Why? Anything can happen.
“If the COVID pandemic has taught us one thing, it’s that our health is always vulnerable and must be prioritized and protected,” Noor Ali, MD, MPH, CPH, a medical doctor and licensed health insurance professional told MASSAGE Magazine.
Read on for three major reasons to put getting health care coverage on your practice’s agenda—and soon, because the open enrollment period for Affordable Care Act exchange coverage closes May 15.
You may be healthy and rarely get sick. But what if you get injured?
Think of the parts of your body that work the hardest while you’re giving a massage—thumbs, shoulders and lower back, for example. A 2013 article in the International Journal of Therapeutic Massage and Bodywork noted that up to 80% of bodyworkers drop out of the industry after the first two years, many due to injuries and overwork. “Research has shown that massage practitioners are at high risk for various work-related musculoskeletal disorders including: finger or thumb, shoulder, wrist, neck, arm or elbow, and back,” the abstract explained.
If you find your ability to work hampered by an injury, explained Adam Hyers, president and owner of Hyers and Associates Insurance Agency in Columbus, Ohio, you may end up wanting or needing to see a specialist to get you back in practice quickly—something that could be very difficult to afford without insurance and without your regular pay rolling in.
“While [not having health insurance is] not illegal, it’s the same risk as driving around without car insurance,” he said. “If something happened, you could be running into some pretty big bills.”
Thanks to the passing of the Affordable Care Act (ACA) in 2010, it’s now much easier for people with pre-existing conditions, such as pregnancy, diabetes, cancer and other medical issues to get health insurance. According to the Kaiser Family Foundation (KFF, kff.org), “KFF has estimated that in 2018 about 54 million non-elderly adults in the U.S. (27%) had ‘declinable’ pre-existing conditions that would have made them ‘uninsurable’ in the pre-ACA individual health insurance market.”
For most individuals, the ACA marketplace is the best place to start looking for a health insurance plan, said Hyers.
“You can get on a plan, no questions asked. They have to take you, and you can get any plan on the marketplace that you want that’s available in your zip code,” he said. “They’re not going to ask you about health issues and underwriting.
“It’s also the only place you can get a tax credit,” Hyers added. “If you qualify for a tax credit, it’s the only place to go.”
Just be sure to go there soon—the open enrollment window closes on May 15.
Also, your health insurance premiums you pay may be tax-deductible. Ask your accountant.

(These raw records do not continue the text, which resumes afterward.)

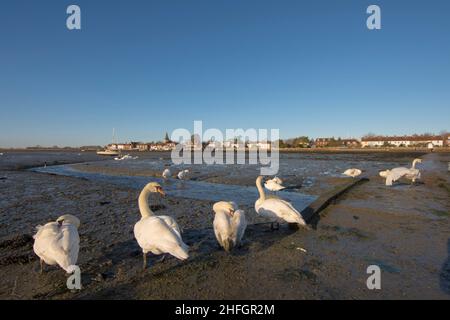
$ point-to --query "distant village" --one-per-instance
(369, 141)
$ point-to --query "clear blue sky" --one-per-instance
(147, 67)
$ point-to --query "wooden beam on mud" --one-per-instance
(313, 210)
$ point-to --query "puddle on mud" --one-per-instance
(198, 190)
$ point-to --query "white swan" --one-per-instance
(409, 173)
(274, 184)
(157, 234)
(58, 243)
(183, 174)
(352, 172)
(273, 207)
(166, 174)
(229, 224)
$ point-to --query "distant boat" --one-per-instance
(109, 152)
(125, 157)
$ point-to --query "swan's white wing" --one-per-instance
(277, 180)
(154, 235)
(171, 223)
(69, 243)
(281, 209)
(395, 174)
(273, 186)
(57, 244)
(384, 174)
(222, 229)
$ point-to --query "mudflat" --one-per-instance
(404, 229)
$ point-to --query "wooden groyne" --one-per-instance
(312, 212)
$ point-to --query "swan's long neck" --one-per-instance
(262, 195)
(143, 204)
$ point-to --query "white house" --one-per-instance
(403, 141)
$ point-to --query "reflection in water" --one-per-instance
(198, 190)
(445, 272)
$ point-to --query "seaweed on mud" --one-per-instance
(329, 238)
(445, 186)
(354, 232)
(293, 274)
(440, 213)
(17, 259)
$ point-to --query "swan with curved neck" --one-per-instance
(353, 172)
(274, 184)
(183, 174)
(229, 224)
(402, 172)
(157, 234)
(276, 208)
(58, 243)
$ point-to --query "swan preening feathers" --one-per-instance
(276, 208)
(274, 184)
(157, 234)
(395, 174)
(58, 243)
(229, 224)
(352, 172)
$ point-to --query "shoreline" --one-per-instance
(369, 224)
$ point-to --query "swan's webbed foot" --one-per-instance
(41, 269)
(272, 226)
(144, 266)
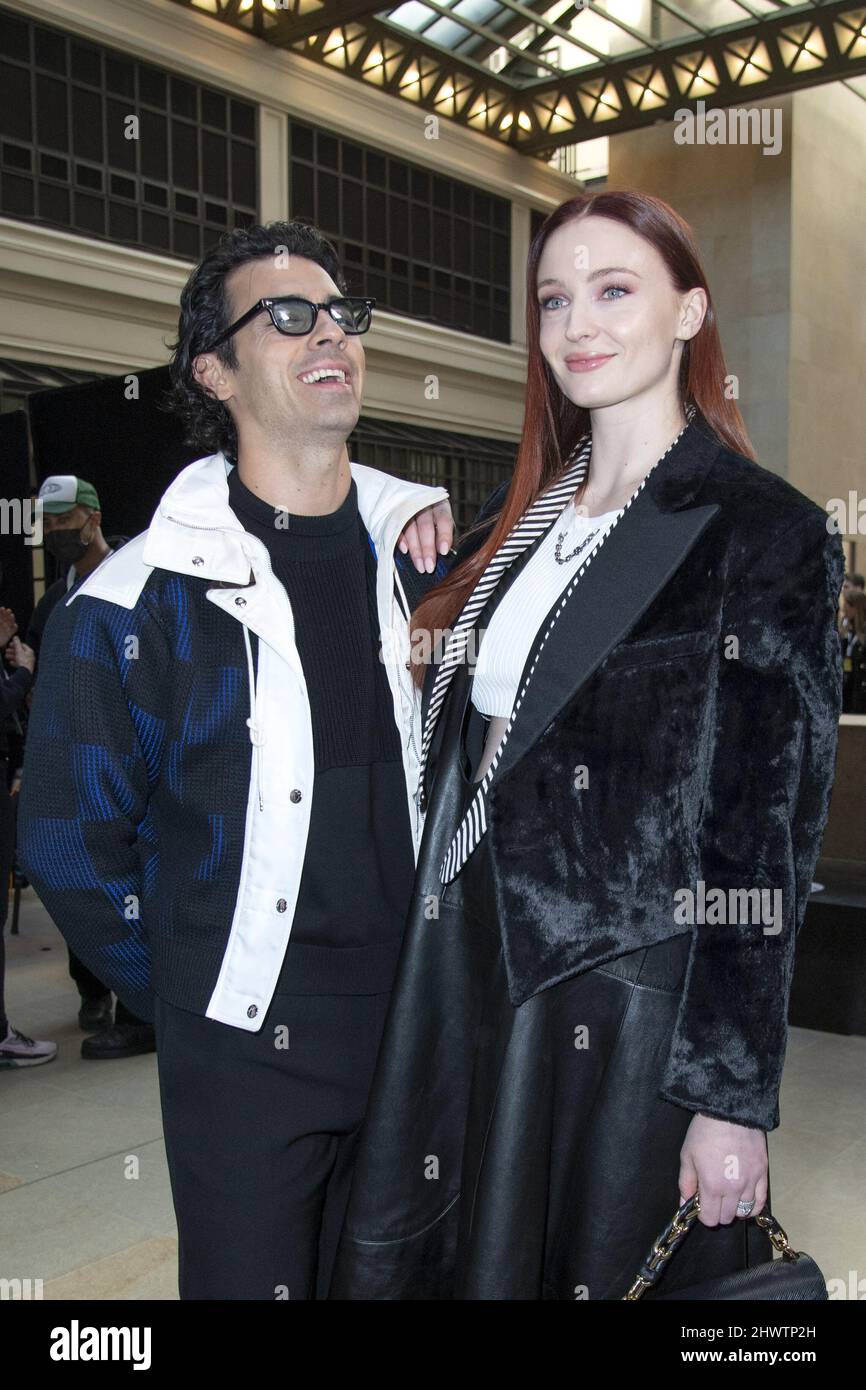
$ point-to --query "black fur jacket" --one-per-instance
(670, 766)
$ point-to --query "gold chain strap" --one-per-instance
(681, 1223)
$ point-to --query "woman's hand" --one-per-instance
(726, 1164)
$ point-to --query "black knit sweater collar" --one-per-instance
(289, 531)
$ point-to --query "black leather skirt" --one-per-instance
(519, 1153)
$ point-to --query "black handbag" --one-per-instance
(793, 1276)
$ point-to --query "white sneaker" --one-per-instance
(17, 1050)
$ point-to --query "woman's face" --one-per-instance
(612, 324)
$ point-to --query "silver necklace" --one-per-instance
(563, 559)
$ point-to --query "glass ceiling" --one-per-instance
(530, 42)
(546, 74)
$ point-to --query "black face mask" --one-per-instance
(66, 544)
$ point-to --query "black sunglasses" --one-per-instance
(295, 316)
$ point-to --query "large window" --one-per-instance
(71, 156)
(469, 466)
(424, 245)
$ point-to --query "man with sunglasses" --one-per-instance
(218, 787)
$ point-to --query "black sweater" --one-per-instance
(359, 865)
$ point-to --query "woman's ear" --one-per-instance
(692, 312)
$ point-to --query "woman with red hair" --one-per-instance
(630, 699)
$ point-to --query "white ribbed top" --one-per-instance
(513, 627)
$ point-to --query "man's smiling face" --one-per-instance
(270, 391)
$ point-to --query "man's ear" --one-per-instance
(211, 374)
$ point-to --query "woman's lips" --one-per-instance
(588, 363)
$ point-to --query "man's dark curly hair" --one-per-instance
(205, 314)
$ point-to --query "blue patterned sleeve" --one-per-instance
(93, 752)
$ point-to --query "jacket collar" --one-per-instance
(195, 531)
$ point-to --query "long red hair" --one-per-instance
(552, 424)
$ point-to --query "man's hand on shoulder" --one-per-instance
(430, 534)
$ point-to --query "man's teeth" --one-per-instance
(324, 374)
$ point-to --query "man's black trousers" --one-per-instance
(260, 1140)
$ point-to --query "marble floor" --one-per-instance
(85, 1203)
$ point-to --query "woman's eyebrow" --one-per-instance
(606, 270)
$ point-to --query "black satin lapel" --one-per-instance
(637, 559)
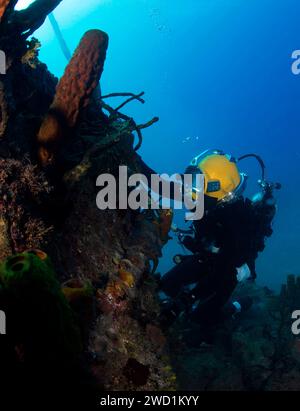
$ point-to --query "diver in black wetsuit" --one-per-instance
(225, 242)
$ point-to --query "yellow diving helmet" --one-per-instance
(222, 179)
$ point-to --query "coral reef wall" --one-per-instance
(55, 138)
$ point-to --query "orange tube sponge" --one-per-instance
(73, 92)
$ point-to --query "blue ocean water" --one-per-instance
(218, 74)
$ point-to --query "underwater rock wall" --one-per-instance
(55, 139)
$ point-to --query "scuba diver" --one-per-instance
(224, 244)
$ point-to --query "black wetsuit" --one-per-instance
(228, 236)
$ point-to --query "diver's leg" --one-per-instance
(208, 310)
(185, 273)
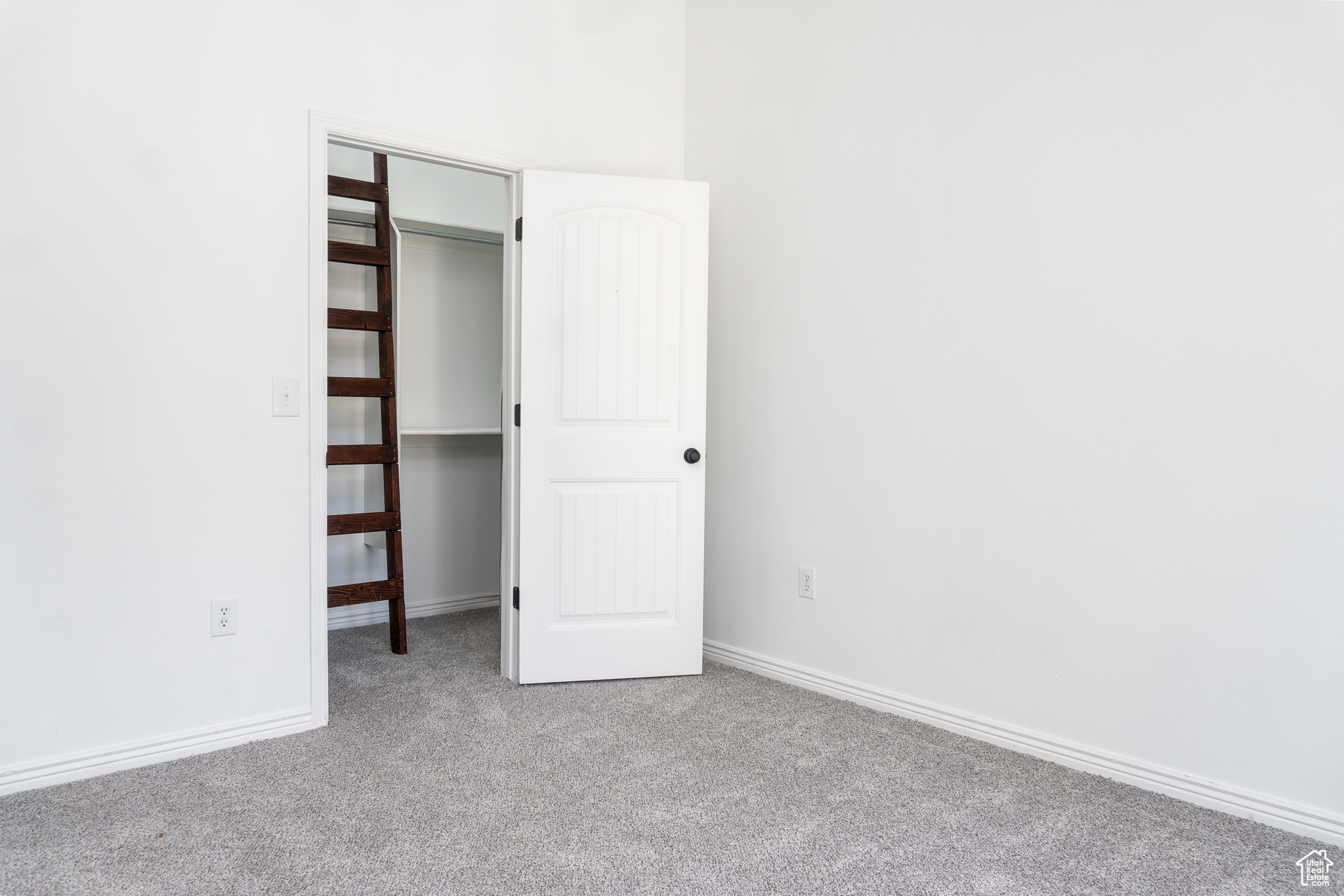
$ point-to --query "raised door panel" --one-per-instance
(620, 323)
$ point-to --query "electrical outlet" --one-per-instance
(223, 617)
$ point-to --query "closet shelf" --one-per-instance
(492, 430)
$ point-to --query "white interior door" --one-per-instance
(612, 515)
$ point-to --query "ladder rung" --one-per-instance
(351, 188)
(358, 255)
(359, 387)
(343, 596)
(343, 455)
(352, 523)
(350, 319)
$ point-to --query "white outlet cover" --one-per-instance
(223, 617)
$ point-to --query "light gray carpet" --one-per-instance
(438, 777)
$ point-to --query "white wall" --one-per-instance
(143, 470)
(1026, 327)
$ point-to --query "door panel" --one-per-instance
(613, 329)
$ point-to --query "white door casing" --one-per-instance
(612, 388)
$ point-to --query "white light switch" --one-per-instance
(284, 397)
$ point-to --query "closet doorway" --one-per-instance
(448, 228)
(553, 359)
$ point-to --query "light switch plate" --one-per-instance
(284, 397)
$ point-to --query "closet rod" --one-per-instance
(425, 233)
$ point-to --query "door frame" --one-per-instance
(324, 128)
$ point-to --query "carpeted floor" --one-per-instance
(438, 777)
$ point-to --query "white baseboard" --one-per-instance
(144, 752)
(366, 614)
(1236, 801)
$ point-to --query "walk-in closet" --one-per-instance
(448, 226)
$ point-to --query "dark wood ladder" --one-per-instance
(383, 388)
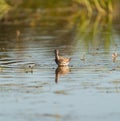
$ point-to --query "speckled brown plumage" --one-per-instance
(61, 61)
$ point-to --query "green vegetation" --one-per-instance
(4, 7)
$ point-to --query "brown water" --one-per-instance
(87, 90)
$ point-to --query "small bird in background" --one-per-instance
(114, 56)
(61, 61)
(18, 33)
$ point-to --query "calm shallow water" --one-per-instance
(87, 90)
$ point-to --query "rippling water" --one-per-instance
(87, 90)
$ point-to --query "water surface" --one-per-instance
(87, 90)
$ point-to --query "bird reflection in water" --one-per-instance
(61, 71)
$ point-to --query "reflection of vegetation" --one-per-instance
(102, 6)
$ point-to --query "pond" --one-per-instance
(32, 87)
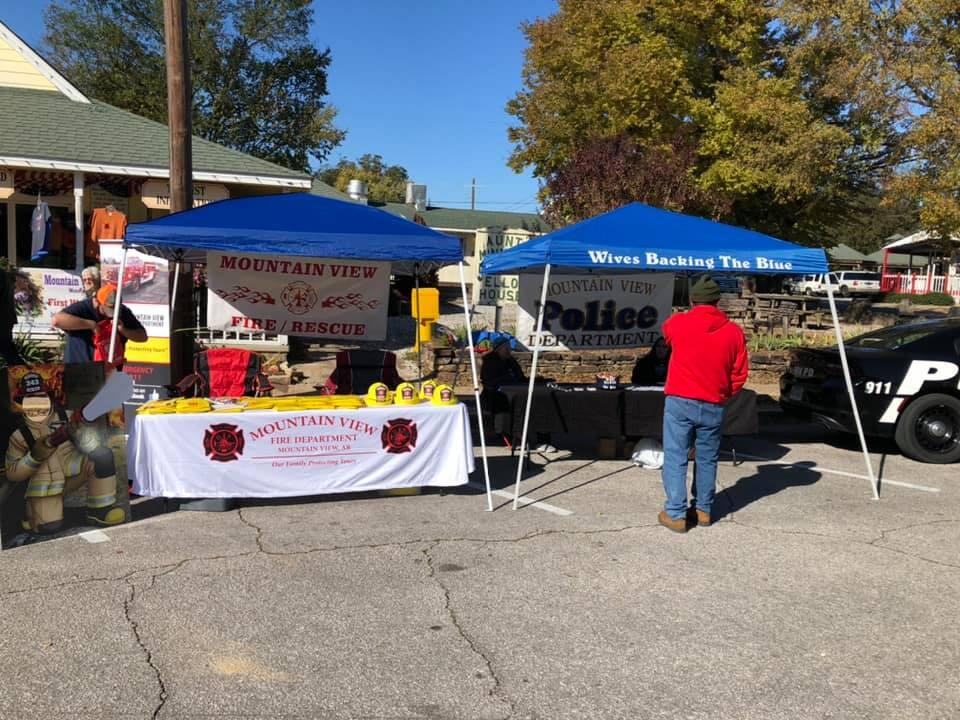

In the ACA marketplace or elsewhere, “There are health insurance options for every single person, at every single stage of life,” said Ali. “Working with an advisor really helps to draw out those options as insurance laws, offerings, marketplaces change all the time. There are plans out there that you may not even be aware of!”
For example, said Hyers, if you’re young and relatively healthy—and don’t qualify for the ACA tax credit—you may be able to cover yourself and save money with a short-term plan.
“They’re medically underwritten, so you can be turned down and they’re not necessarily going to cover pre-existing conditions,” he said. “But they can be much less expensive … I mean, they can be half as much as what you might pay on the [ACA] exchange.”
If you remain uninsured, just one major medical issue, such as a heart attack or cancer, can easily put your business and your finances in jeopardy. “When uninsured people use health care, they may be charged for the full cost of that care (versus insurers, who negotiate discounts) and often face difficulty paying medical bills,” KFF’s website noted.
Research published in the journal Circulation found that for uninsured patients, the median cost of treatment for a stroke can be upwards of $30,000; and for a heart attack, $50,000 and up.
While getting your own health insurance as a self-employed person is typically more expensive than taking advantage of an employer’s (or a spouse’s employer’s) health plan, working closely with an insurance broker who understands your situation and has broad knowledge of what’s out there can allow you to protect yourself and your practice from unforeseen illness or injury.
“Not having health insurance,” said Ali, “is not an option.”
Allison M. Payne is a freelance writer and editor based in central Florida. She has written many articles for MASSAGE Magazine; recent ones include “COVID-19 Long-Haulers Puzzle Health Experts” and “Massage Therapists Take Action to Support Cultural Competence.”